In its latest ratings report on Ghana, Fitch stated, “We forecast debt at 72.8% of GDP by end-2020, which includes the outstanding stock of GH¢7.6 billion (2.1% of GDP) in the Energy Sector Levy Act bonds. We expect debt to continue rising through 2022, although at a slower pace. However, the failure to execute planned reforms in energy sector would see a continued build-up of arrears and higher debt. The government’s 2019 Energy Sector Recovery Programme indicated that sector arrears could reach as much as US$12.5 billion (18% of 2020 GDP) by 2023.”
According to the agency, the previous National Democratic Congress (NDC) administration, “on average, borrowed GH¢1.3 billion (slightly more than 1% of GDP) from the BoG annually in 2011-2016, which allowed for greater fiscal deficits and contributed to higher inflation through the fiscal dominance of monetary policy.

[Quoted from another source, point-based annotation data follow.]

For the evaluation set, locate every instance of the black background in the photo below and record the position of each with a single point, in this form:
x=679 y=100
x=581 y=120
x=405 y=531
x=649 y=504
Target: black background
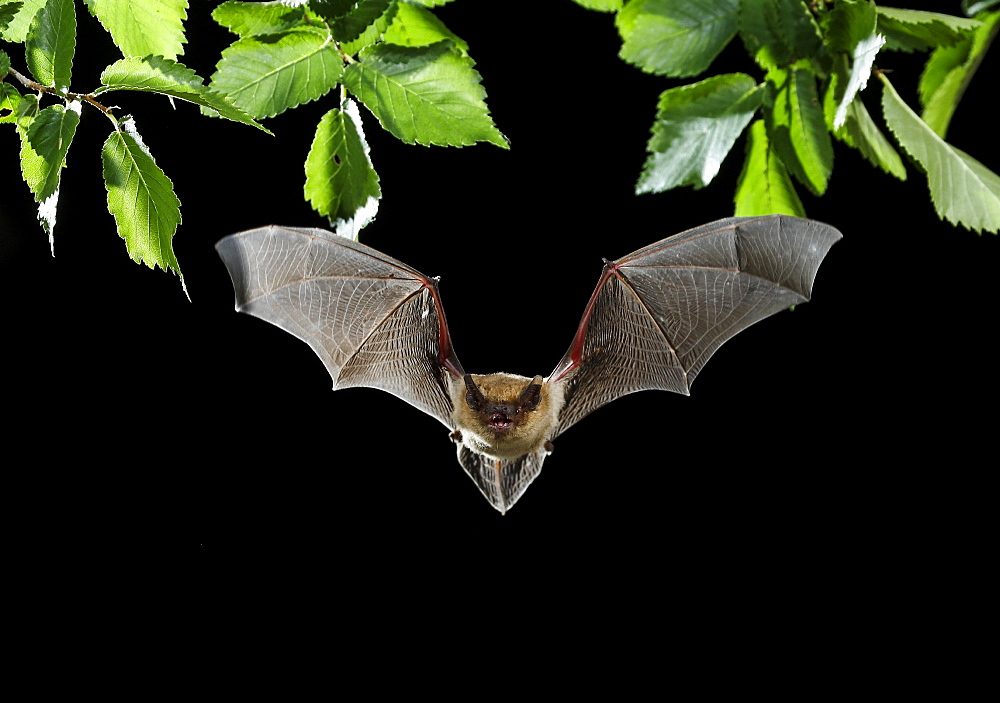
x=820 y=452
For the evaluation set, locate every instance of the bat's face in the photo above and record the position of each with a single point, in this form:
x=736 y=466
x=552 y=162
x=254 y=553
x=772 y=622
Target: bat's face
x=504 y=415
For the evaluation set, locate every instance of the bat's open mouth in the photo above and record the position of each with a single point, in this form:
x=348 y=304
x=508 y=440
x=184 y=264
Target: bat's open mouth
x=501 y=421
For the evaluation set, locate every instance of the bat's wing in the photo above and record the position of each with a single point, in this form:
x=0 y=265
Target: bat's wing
x=658 y=314
x=502 y=481
x=374 y=321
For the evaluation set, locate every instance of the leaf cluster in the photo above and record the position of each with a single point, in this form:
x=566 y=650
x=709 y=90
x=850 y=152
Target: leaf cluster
x=816 y=59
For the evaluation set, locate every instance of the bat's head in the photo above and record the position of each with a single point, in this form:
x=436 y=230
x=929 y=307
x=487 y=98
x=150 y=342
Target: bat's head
x=504 y=415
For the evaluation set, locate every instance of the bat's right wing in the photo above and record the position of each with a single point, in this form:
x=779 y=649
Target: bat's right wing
x=658 y=314
x=374 y=321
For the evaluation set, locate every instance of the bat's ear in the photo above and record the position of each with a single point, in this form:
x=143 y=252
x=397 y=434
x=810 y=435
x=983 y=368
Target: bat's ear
x=531 y=396
x=473 y=396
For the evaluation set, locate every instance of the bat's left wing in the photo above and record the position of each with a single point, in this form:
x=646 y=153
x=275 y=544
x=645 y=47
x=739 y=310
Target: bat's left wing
x=658 y=314
x=373 y=320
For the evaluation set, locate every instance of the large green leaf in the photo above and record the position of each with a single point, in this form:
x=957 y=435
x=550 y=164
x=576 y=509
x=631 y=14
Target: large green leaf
x=268 y=74
x=963 y=190
x=51 y=43
x=764 y=187
x=949 y=70
x=155 y=74
x=417 y=26
x=249 y=18
x=424 y=95
x=696 y=126
x=141 y=199
x=797 y=128
x=143 y=27
x=340 y=181
x=675 y=37
x=915 y=30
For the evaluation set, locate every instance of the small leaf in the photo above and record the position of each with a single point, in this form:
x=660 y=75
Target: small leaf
x=17 y=28
x=250 y=18
x=696 y=126
x=143 y=27
x=417 y=26
x=914 y=30
x=141 y=199
x=948 y=72
x=797 y=129
x=266 y=75
x=764 y=187
x=424 y=95
x=675 y=37
x=962 y=189
x=51 y=43
x=155 y=74
x=340 y=181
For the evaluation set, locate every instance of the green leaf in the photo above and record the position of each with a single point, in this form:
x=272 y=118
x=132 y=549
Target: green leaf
x=49 y=136
x=764 y=187
x=17 y=27
x=948 y=72
x=696 y=126
x=8 y=10
x=601 y=5
x=963 y=190
x=779 y=32
x=266 y=75
x=51 y=43
x=141 y=199
x=10 y=99
x=914 y=30
x=143 y=27
x=675 y=37
x=797 y=128
x=424 y=95
x=340 y=181
x=155 y=74
x=417 y=26
x=250 y=18
x=861 y=132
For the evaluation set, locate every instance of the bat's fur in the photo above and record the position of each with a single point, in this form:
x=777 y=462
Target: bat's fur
x=531 y=427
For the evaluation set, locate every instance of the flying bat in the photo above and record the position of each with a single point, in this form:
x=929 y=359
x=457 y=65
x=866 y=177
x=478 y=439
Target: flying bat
x=654 y=319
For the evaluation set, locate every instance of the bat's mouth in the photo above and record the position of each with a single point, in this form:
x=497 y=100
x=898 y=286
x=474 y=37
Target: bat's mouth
x=501 y=421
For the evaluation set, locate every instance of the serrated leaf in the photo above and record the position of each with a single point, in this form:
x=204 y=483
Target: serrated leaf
x=17 y=27
x=962 y=189
x=8 y=10
x=143 y=27
x=340 y=181
x=141 y=199
x=155 y=74
x=51 y=43
x=601 y=5
x=915 y=30
x=764 y=187
x=250 y=18
x=778 y=32
x=424 y=95
x=948 y=72
x=797 y=129
x=696 y=126
x=861 y=132
x=50 y=135
x=417 y=26
x=675 y=37
x=266 y=75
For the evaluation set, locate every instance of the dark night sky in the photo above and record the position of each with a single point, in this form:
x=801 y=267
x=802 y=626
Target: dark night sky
x=809 y=440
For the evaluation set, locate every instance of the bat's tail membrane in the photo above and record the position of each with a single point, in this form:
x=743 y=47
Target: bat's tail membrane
x=501 y=481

It said Ghana’s high debt-service burden weighed on its rating adding the country’s “2020 debt/GDP ratio is slightly higher than our forecast ‘B’ median of 67.3%. However, we forecast that government debt will reach 530% of revenue, much higher than the 336% ‘B’ median.”
It continued, “Furthermore, interest expense is set to reach 49% of government revenue in 2020, four times the ‘B’ median of 12%. Ghana’s interest payments will rise in 2020 following greater reliance on the domestic debt market, where interest rates are higher than for foreign-currency debt.”
It noted that though Ghana remained somewhat reliant on Eurobond flows and other international borrowing to bolster international reserves, external pressure had been less than it expected.
It averred that the Cedi, supported by limited BoG forward auctions, “has depreciated by 3% year-to-date, compared with an average depreciation rate of 12% in the 10 years to 2019,” adding that “robust gold exports and some import compression have kept the trade balance in surplus.”
Fitch forecasts the current account deficit to widen modestly to 3.9% of GDP from 2.8% in 2019. “We expect gross reserves to end 2020 at US$6.6 billion, broadly the same as in December 2019, as some foreign-exchange intervention by the BoG to support the currency is offset by new inflow from debt and 4Q cocoa receipts. The import compression will slightly improve reserve coverage to 2.8 months of current external payments, from 2.7 in 2019.”
It indicated that Ghana’s banks were now stronger following the BoG-led Financial Sector Clean Up and Recapitalization, which raised minimum capital requirements and forced sector consolidation. Capitalization and liquidity have improved, but economic headwinds will delay substantial improvement in asset quality.
“Non-performing loans/total loans fell to 14% in 2019, from 22% two years prior, but the ratio will remain high as private-sector credit growth slows in 2020. We expect real private-sector credit growth to remain positive in 2020, but in the low single digits,” it added.